Rational points on a line This question is quite unique.
Does there exist some point in the coordinate system such that any line passing through it has at most 2 rational points lying on it?
 A: The existence of 2 rational points on a line $L$ implies the existence of infinitely many. For if a line $L$ has two rational points $p=(x_1,y_2)$, $q=(x_2,y_2)$, then $L$ satisfies an equation with rational coefficients $ax+by=c$, which one can obtain by rewriting the "two-point" form of the equation for $L$ which is $(y-y_1)/(x-x_1)=(y_2-y_1)/(x_2-x_1)$. If $L$ is vertical, equivalently if $b = 0$, then clearly it contains infinitely many rational points. If $L$ is not vertical then substituting any rational value $x$, and then solving for $y$, the result is a rational value of $y$, and by this means we get infinitely many rational points on $L$.

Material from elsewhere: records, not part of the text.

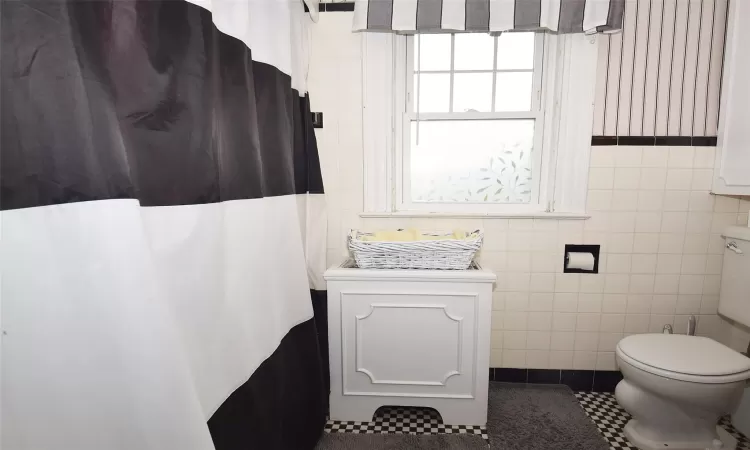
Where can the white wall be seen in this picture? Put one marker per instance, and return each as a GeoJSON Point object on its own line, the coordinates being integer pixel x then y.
{"type": "Point", "coordinates": [652, 213]}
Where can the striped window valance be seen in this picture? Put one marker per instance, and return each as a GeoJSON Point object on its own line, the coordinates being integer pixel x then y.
{"type": "Point", "coordinates": [493, 16]}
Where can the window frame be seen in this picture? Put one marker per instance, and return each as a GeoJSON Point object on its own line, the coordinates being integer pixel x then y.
{"type": "Point", "coordinates": [406, 113]}
{"type": "Point", "coordinates": [569, 82]}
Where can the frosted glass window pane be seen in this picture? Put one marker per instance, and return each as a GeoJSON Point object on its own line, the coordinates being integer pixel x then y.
{"type": "Point", "coordinates": [515, 51]}
{"type": "Point", "coordinates": [472, 161]}
{"type": "Point", "coordinates": [433, 52]}
{"type": "Point", "coordinates": [474, 51]}
{"type": "Point", "coordinates": [434, 91]}
{"type": "Point", "coordinates": [513, 91]}
{"type": "Point", "coordinates": [472, 92]}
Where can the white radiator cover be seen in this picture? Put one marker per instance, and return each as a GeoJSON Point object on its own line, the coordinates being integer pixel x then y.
{"type": "Point", "coordinates": [409, 338]}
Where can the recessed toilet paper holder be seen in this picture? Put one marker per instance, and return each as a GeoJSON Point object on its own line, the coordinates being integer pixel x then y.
{"type": "Point", "coordinates": [571, 248]}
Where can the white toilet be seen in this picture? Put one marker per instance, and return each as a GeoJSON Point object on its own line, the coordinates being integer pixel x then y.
{"type": "Point", "coordinates": [677, 387]}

So your question is equivalent to asking whether there exists some point $P$ such that any line passing through it has at most 1 rational point on it. 
NOTE: My last attempt had an error after this point, here is a correct solution.
Take $P=(r,s)$ such that, in the vector space structure of $\mathbb{R}$ over the field $\mathbb{Q}$, the set $\{1,r,s\}$ is linearly independent. For example, $r=\sqrt{2}$, $s=\sqrt{3}$. $P$ cannot lie on a line $L$ with two rational points because if it does then, as just shown above, the line $L$ has an equation with rational coefficients $ax+by=c$. Plugging in $x=r$, $y=s$ gives $ar+bs=c$ which gives $-c1+ar+bs=0$, contradicting linear independence of $\{1,r,s\}$.